Peak District · Updated

The Swan Inn is the last pub standing on this stretch of the B5470. There were once five along the road between Macclesfield and Whaley Bridge — the Rising Sun, the Robin Hood, the Highwayman, the Bull's Head and the Swan — and Kettleshulme itself had two. The Bull's Head became houses in 2010. The Swan is what's left, and the reason it's still a pub at all is that in 2004 twenty-one residents bought it to stop it being turned into someone's private home. Great British Life called it "a pioneering former community pub."

It's an 18th-century family-owned free house with a log fire and a conservatory dining extension bolted on the back. The speciality is fish and seafood, delivered six days a week, which is why the menus are printed fresh each day — they reflect whatever actually arrived. There are home-made puddings, freshly ground coffee, Sunday lunch, and three rotating guest ales that tend to come from Bowland, Storm or Wincle. It was a finalist in the 2023 Cheshire Life Food & Drink Awards. Two patios out back, dogs welcome, and three en-suite bedrooms if you want to stay above the pub. Book a table; the place is small.

The Swan flooded in August 2019 and reopened that December. This is the sort of village where you know the exact date the pub came back.

Kettleshulme sits at around 1,000 feet in the valley of Todd Brook, on the Cheshire–Derbyshire border, below the steep slopes of Whaley Moor. Windgather Rocks, Pym Chair, Sponds Hill and Taxal Edge all rise nearby, which means the walking is the main reason to be here. The Ramblers' 6.5-mile Taxal Edge and Windgather circular climbs to the viewpoints and drops into the Todd Brook valley past what they describe as "cute Jenkin Chapel and breeze-riffled haymeadows." There are reservoir trails at Errwood and Fernilee, a footpath to Lyme Park's deer park (about an hour on foot, free to walk the grounds), and another to Whaley Bridge in forty minutes.

There is no shop. The Village Memorial Hall does the community work — events, touring theatre, the start line of the annual Fell Race, which the primary school organises and keeps the profits from.

The industry here was candlewick, until the mills fell silent in 1937. Lumbhole Mill, also called Grove Mill, is the survivor — Grade II* listed and, in English Heritage's words, "the last example of a mill where water-powered and steam machinery were used together and survive intact." Up on the hilltops there's a Bronze Age standing stone known as the Murder Stone, and the Dipping Stone, a gritstone boulder with two rainwater basins that once formed the base of a cross.

Kettleshulme barely registers in the record.
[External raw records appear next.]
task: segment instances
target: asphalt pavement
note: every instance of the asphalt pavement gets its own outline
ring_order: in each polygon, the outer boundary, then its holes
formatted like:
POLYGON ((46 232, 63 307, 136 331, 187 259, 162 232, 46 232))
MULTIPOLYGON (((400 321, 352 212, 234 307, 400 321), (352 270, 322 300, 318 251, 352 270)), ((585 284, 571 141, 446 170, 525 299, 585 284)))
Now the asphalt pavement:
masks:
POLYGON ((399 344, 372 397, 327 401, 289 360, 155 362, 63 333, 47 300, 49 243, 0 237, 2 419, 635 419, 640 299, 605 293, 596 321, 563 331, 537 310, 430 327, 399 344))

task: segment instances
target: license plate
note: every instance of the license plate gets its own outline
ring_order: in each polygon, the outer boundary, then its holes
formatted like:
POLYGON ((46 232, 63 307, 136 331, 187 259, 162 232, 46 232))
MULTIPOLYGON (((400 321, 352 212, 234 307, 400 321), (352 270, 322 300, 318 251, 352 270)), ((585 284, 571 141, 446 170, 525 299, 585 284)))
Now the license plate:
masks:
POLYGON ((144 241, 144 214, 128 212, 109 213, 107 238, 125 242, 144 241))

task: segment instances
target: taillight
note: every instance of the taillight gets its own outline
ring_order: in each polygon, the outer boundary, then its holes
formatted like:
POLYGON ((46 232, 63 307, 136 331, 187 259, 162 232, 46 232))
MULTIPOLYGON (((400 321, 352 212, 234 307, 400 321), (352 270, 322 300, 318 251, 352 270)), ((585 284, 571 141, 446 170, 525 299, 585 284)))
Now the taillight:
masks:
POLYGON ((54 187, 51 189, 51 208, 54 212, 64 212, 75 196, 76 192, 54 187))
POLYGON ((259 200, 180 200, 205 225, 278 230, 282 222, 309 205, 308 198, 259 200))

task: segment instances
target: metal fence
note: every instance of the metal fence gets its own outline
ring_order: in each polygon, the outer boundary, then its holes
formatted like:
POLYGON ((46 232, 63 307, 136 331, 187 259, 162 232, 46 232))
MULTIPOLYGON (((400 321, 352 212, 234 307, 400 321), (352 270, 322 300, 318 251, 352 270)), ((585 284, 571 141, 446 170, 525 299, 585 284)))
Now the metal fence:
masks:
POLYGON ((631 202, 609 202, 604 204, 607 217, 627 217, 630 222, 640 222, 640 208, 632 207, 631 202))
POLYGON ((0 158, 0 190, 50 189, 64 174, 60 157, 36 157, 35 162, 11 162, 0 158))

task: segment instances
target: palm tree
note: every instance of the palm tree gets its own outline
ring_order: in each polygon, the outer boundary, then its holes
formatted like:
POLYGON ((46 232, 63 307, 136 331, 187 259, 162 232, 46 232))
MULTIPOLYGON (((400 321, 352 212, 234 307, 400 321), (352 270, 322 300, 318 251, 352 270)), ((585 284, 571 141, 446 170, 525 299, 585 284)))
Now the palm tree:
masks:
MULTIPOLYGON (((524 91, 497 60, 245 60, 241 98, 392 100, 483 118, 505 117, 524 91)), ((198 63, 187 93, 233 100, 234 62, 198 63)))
When the Domesday surveyors reached this corner of upland Cheshire in 1086 they marked eight townships in the parish as "Waste" — no value, no people, no livestock, still emptied out after the harrying of the north.

For a place with a seven-foot beard in its history — Amos Broadhurst, a 19th-century villager, grew one — the modern flourish is quieter: the Women's Institute makes the well dressing each spring, pictures built from flower petals.